Eucalyptus elegans

Scientific classification
- Kingdom: Plantae
- Clade: Embryophytes
- Clade: Tracheophytes
- Clade: Spermatophytes
- Clade: Angiosperms
- Clade: Eudicots
- Clade: Rosids
- Order: Myrtales
- Family: Myrtaceae
- Genus: Eucalyptus
- Species: E. elegans
- Binomial name: Eucalyptus elegans A.R.Bean

= Eucalyptus elegans =

- Genus: Eucalyptus
- Species: elegans
- Authority: A.R.Bean

Species of eucalyptus

Eucalyptus elegans is a species of tree that is endemic to eastern Australia. It has rough bark throughout, linear to narrow lance-shaped or curved adult leaves, flower buds arranged in groups of between three and seven, white flowers and cup-shaped fruit.

==Description==
Eucalyptus elegans is a tree that typically grows to a height of 8-28 m and forms a lignotuber. It has rough bark on the trunk and branches. Young plants and coppice regrowth have some leaves arranged in opposite pairs, narrow lance-shaped, 55-61 mm long, 8-11 mm wide and darker green on one side. Adult leaves are arranged alternately, linear to narrow lance-shaped or curved, 75-165 mm long and 7-11 mm wide on a petiole 9-14 mm long. The flower buds are arranged in groups of between three and seven on the ends of branchlets on a branched peduncle 2.5-7 mm long, the individual buds on a pedicel 2-3.5 mm long. Mature buds are oval, 3-4 mm long and 2-3 mm wide with a conical to rounded operculum with a small point on the top. Flowering occurs from June to December and the flowers are white. The fruit is a woody, cup-shaped capsule 2-4 mm long and 3-4 mm wide with the valves level with the rim or slightly above it.

==Taxonomy and naming==
Eucalyptus elegans was first described in 2005 by Anthony Bean from a specimen he collected in Bendidee National Park in 1999 and the description was published in the journal Austrobaileya.
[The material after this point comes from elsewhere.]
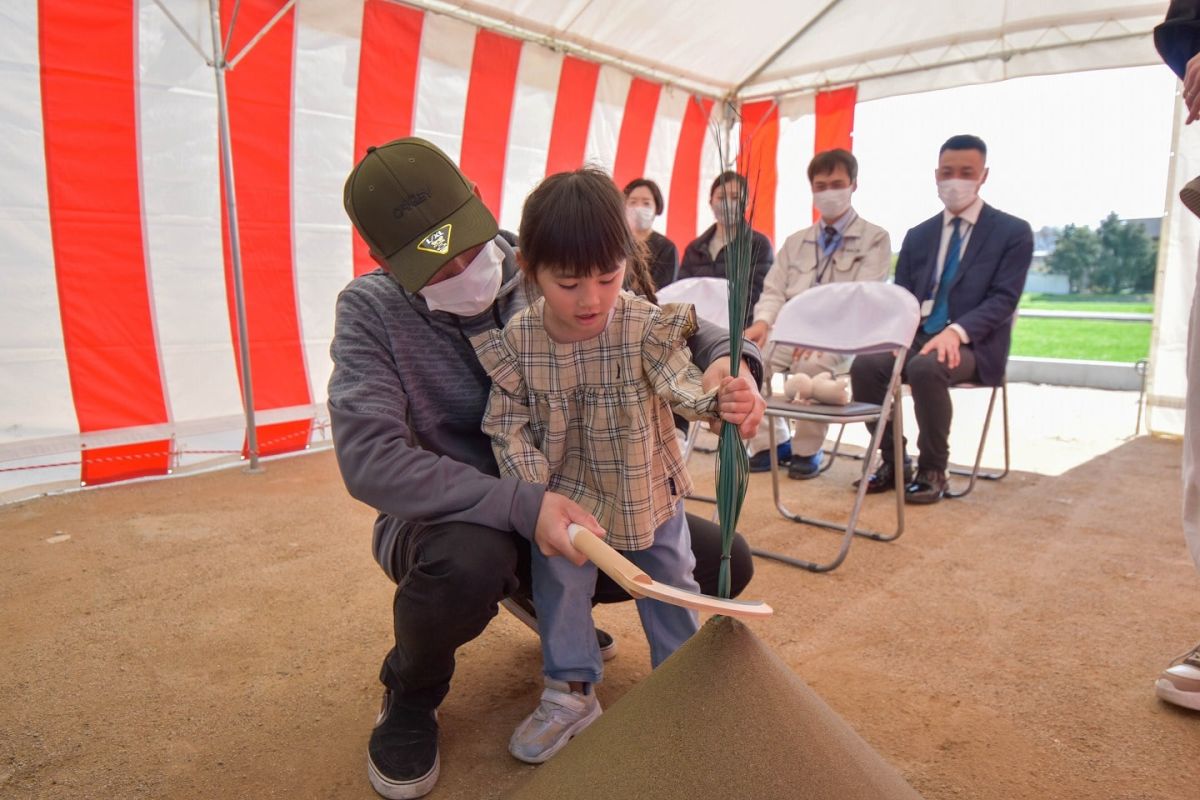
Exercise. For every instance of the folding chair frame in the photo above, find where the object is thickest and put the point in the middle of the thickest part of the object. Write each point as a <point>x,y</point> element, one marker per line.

The specific epithet (elegans) is a Latin word meaning "tasteful", "choice", "fine" or "select".

==Distribution and habitat==
This eucalypt grows in flat or undulating country, often with Callitris glaucophylla and Casuarina luehmannii. It occurs in between Eidsvold and Inglewood in Queensland and between Narrabri and Gilgandra in New South Wales.